A postrero de 1492, año del arribo castellano a tierras del que se llamaría Nuevo Mundo, Cristóbal Colón y sus hombres continuaban su asombrada exploración en busca del fabuloso Cipango (Japón) y de las tierras del Gran Khan. El 23 de diciembre alguien informó que el interior de la isla que los cristianos habían bautizado como Española (Haití) era llamada Cibao en lengua taína. La desatada imaginación del navegante genovés sacó conclusiones al instante: no podía dudar que ese era el Cipango descrito por Marco Polo. Así, pues, Colón, lleno de optimismo, ordenó zarpar el día 24 para bordear por entero la isla en busca de más indicios.
Al entrar la noche la nao Santa María y la carabela Niña avanzaban lentamente a una legua de Cabo Haití. Todo el mundo en la Santa María estaba fatigado a causa de la agitación constante que había reinado durante las últimas 48 horas. Desde que se supo de Cibao y sus presuntas riquezas la excitación los tenía desvelados. Nadie había dormido y el mar estaba tan sereno que, finalmente, decidieron reposar. Mandaba la guardia Juan de la Cosa, quien hizo descansar a su gente y él mismo se adormeció un rato. Un joven grumete recibió la orden de vigilar el timón, pero también fue vencido por el sueño.
En el momento que se iniciaba el 25 de diciembre, cesó el balanceo de la nao y el improvisado timonel despertó asustado lanzando un grito. La Santa María había encallado sobre un banco de coral, “tan mansamente que casi no se sentía”. Colón ordenó entonces a Juan de la Cosa que echase el ancla lo más lejos posible para desencallar la proa que era menos profunda que la popa, pero el marino vasco, una vez en el batel, huyó hacia la Niña. Vicente Yáñez Pinzón, comandante de esta, se negó a dejarlo subir a bordo y le ordenó volver a su puesto.
Mientras tanto, la resaca levantaba y golpeaba contra las rocas a la Santa María. De nada sirvió derribar el palo mayor. La nao estaba resquebrajada y el agua inundó su bodega. El buque estaba perdido. Colón y todos los tripulantes pasaron entonces a la Niña y allí, sin poder hacer ya nada, esperaron que amaneciera.

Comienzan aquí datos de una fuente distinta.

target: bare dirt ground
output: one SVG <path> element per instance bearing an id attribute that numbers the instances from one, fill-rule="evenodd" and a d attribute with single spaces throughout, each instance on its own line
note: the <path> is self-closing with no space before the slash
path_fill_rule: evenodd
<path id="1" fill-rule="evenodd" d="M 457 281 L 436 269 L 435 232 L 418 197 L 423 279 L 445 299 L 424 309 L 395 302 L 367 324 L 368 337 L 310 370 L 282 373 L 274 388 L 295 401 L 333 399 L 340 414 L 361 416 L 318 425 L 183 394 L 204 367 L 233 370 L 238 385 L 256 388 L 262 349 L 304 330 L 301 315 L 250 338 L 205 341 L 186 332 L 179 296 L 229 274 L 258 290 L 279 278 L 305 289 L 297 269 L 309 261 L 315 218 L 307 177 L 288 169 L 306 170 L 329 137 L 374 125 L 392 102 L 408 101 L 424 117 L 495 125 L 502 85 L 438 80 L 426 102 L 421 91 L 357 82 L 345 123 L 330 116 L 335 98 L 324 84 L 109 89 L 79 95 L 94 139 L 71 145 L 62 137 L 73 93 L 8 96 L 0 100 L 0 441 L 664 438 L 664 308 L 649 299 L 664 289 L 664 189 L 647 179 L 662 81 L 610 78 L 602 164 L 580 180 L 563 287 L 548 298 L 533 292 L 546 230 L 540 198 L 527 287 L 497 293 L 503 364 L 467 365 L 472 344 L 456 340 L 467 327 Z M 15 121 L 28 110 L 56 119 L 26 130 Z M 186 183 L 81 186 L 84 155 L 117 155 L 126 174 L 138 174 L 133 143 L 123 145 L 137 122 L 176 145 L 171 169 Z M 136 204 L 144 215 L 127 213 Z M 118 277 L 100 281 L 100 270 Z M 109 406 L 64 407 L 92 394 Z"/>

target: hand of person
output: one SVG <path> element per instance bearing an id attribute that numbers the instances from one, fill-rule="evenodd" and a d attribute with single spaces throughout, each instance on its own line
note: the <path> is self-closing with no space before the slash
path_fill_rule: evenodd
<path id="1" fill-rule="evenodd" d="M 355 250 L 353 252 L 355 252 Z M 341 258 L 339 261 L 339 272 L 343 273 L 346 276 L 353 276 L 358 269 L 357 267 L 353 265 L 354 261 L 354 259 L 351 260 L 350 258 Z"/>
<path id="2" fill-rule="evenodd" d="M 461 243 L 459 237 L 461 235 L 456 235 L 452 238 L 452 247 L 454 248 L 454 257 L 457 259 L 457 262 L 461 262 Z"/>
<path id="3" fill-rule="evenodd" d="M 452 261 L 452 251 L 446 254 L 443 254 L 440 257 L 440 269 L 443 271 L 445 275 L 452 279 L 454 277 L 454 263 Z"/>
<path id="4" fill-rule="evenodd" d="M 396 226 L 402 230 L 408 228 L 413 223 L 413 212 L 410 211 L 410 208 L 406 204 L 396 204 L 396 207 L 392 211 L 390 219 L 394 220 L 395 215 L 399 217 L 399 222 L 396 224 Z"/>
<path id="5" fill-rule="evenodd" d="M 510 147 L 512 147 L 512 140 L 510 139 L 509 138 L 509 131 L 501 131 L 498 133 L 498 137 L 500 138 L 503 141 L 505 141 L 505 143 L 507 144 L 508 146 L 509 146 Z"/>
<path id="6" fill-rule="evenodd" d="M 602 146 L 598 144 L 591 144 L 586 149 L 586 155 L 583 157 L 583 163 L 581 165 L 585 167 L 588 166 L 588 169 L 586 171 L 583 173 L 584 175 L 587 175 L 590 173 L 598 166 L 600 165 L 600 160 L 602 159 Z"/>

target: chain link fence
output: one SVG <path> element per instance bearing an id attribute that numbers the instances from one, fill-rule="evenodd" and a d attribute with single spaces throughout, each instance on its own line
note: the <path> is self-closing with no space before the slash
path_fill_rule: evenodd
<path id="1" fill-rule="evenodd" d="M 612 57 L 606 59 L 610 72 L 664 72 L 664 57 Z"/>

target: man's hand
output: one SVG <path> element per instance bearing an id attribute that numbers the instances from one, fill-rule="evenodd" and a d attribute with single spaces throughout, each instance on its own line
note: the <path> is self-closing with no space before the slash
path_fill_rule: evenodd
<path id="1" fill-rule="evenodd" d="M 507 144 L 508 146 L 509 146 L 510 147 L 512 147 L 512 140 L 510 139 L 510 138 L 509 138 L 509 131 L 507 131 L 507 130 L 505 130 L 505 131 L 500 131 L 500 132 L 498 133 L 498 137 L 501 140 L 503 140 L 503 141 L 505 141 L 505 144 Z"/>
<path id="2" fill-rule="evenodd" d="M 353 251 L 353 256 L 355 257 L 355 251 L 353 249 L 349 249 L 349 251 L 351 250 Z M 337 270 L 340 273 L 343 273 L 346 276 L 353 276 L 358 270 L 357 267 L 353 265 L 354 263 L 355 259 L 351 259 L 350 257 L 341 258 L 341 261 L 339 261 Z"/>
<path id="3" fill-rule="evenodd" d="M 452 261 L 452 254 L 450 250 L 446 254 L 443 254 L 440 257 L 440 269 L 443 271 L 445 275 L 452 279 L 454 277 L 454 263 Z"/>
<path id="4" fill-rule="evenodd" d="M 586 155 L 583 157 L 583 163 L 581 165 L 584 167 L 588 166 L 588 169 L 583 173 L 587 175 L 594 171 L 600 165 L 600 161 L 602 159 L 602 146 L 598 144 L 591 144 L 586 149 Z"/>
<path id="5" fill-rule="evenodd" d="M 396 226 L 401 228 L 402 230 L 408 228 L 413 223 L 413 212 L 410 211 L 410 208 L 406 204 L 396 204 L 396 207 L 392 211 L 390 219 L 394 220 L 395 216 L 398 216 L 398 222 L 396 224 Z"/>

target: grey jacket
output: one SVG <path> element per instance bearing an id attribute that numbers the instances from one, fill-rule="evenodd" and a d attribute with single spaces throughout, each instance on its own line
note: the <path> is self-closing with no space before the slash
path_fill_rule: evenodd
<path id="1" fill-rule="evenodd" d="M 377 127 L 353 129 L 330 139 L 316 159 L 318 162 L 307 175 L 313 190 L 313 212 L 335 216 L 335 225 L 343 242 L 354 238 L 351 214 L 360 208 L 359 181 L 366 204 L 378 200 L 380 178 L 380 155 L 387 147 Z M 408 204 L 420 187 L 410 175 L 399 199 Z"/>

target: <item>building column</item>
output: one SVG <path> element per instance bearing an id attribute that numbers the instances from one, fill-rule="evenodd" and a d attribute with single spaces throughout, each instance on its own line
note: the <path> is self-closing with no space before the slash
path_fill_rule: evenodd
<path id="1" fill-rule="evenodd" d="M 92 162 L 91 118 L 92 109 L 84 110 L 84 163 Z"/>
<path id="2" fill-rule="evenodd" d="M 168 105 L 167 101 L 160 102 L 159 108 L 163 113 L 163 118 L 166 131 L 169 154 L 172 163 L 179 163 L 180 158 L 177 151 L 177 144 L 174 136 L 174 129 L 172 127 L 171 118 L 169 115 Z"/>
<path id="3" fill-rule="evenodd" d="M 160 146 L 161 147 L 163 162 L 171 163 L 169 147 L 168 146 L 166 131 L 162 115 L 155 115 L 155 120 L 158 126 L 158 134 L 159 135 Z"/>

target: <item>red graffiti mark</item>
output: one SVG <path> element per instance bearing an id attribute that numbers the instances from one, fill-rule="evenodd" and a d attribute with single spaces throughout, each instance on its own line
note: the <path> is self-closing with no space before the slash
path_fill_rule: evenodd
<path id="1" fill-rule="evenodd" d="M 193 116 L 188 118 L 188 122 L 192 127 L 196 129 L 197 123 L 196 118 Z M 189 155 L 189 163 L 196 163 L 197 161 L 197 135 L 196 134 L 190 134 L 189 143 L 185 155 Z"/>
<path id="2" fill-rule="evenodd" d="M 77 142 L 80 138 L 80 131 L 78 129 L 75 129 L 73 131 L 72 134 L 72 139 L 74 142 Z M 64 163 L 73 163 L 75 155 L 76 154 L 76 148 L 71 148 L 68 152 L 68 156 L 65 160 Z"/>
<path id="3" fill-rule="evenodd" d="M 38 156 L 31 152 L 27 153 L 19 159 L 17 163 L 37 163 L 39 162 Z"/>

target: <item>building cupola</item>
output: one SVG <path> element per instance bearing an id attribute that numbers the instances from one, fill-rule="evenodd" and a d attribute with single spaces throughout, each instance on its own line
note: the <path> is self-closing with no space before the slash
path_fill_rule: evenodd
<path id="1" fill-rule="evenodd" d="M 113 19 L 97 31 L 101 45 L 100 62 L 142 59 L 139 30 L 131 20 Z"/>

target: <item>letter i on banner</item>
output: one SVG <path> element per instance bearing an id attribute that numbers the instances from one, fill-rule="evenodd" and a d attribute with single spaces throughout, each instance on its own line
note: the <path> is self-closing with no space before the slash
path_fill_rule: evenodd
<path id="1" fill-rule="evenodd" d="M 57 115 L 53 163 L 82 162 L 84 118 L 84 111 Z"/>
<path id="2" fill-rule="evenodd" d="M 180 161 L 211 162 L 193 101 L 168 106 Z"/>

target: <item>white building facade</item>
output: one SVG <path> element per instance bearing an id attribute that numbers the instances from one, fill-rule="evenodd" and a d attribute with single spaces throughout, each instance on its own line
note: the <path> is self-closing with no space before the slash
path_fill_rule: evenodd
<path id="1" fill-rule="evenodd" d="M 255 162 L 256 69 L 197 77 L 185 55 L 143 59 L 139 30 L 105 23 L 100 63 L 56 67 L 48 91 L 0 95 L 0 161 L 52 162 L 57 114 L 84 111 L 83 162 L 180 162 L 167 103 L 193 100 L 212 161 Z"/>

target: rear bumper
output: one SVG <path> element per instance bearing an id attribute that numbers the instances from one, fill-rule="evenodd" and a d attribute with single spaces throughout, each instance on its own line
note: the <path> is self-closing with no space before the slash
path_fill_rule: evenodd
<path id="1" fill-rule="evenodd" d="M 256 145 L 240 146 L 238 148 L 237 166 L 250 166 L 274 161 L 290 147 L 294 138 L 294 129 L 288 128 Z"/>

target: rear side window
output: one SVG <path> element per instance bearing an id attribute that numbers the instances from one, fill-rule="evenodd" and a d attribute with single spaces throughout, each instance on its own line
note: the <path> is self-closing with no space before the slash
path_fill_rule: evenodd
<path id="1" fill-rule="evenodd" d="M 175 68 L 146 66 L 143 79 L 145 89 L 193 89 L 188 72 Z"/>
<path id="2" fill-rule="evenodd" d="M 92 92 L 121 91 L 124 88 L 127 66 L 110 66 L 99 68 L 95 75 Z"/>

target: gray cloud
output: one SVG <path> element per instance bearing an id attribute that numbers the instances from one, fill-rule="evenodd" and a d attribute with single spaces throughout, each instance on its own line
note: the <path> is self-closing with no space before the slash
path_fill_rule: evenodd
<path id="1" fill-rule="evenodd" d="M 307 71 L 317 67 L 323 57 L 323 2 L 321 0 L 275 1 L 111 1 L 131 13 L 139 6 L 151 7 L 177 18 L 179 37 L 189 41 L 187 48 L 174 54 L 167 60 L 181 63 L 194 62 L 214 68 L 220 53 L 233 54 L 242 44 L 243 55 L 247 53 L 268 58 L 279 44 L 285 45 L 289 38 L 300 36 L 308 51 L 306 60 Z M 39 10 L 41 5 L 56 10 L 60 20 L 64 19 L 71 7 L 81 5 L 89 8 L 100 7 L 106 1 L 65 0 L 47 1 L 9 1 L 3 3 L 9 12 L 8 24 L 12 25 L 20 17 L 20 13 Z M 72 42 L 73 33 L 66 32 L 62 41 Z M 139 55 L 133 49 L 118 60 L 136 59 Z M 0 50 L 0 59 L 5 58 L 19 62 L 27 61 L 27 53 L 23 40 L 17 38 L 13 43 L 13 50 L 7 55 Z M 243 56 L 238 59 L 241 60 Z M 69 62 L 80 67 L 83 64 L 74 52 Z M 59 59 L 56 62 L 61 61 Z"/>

Durante esas horas Colón debió cavilar sobre la difícil situación que enfrentaba y su problemático futuro. Pocos días atrás, Martín Alonso Pinzón, capitán de la Pinta, se había apartado sin explicación alguna y más tarde se supo que había encontrado oro en un lugar llamado Babeque.
Cristóbal Colón sabía perfectamente que estaba en manos de los hermanos Pinzón. Como ha explicado certeramente Juan Manzano en su libro “Los Pinzón y el Descubrimiento”, ya no se puede dudar que sin su ayuda hubiera sido imposible que el marino genovés lograra zarpar del puerto de Palos en pos de tierras ignotas. Colón tenía carácter difícil y ello lo llevó a enemistarse con muchas personas. Su relación con Juan de la Cosa era mala, pero no justifica que este intentara abandonarlo. En ese momento Colón no tuvo más remedio que disimular, pero en una de sus cartas posteriores diría que su intento de fuga fue un acto de traición. Cuando el sol se levantó, Colón, envuelto en su trágica realidad, contempló sombrío los restos de la nao Santa María.
Ese 25 de diciembre, la primera Navidad en el Nuevo Mundo, los tripulantes castellanos tuvieron que efectuar un doloroso inventario. Disponían solo de la Niña, pequeña carabela, y no les quedaba más remedio que aprovechar al máximo la madera y la carga de la Santa María para construir un fortín al que se llamó Navidad, en el cual, al mando de Diego de Arana, quedaron esperando el regreso de sus compañeros 39 hombres, para quienes el accidente de la Nochebuena sería su sentencia de muerte.
En efecto, 11 meses más tarde, al retornar Colón, supo que los cristianos habían sido masacrados por los nativos. Ese fue el trágico final de la Villa de Navidad, auroral y efímera población hispana en América.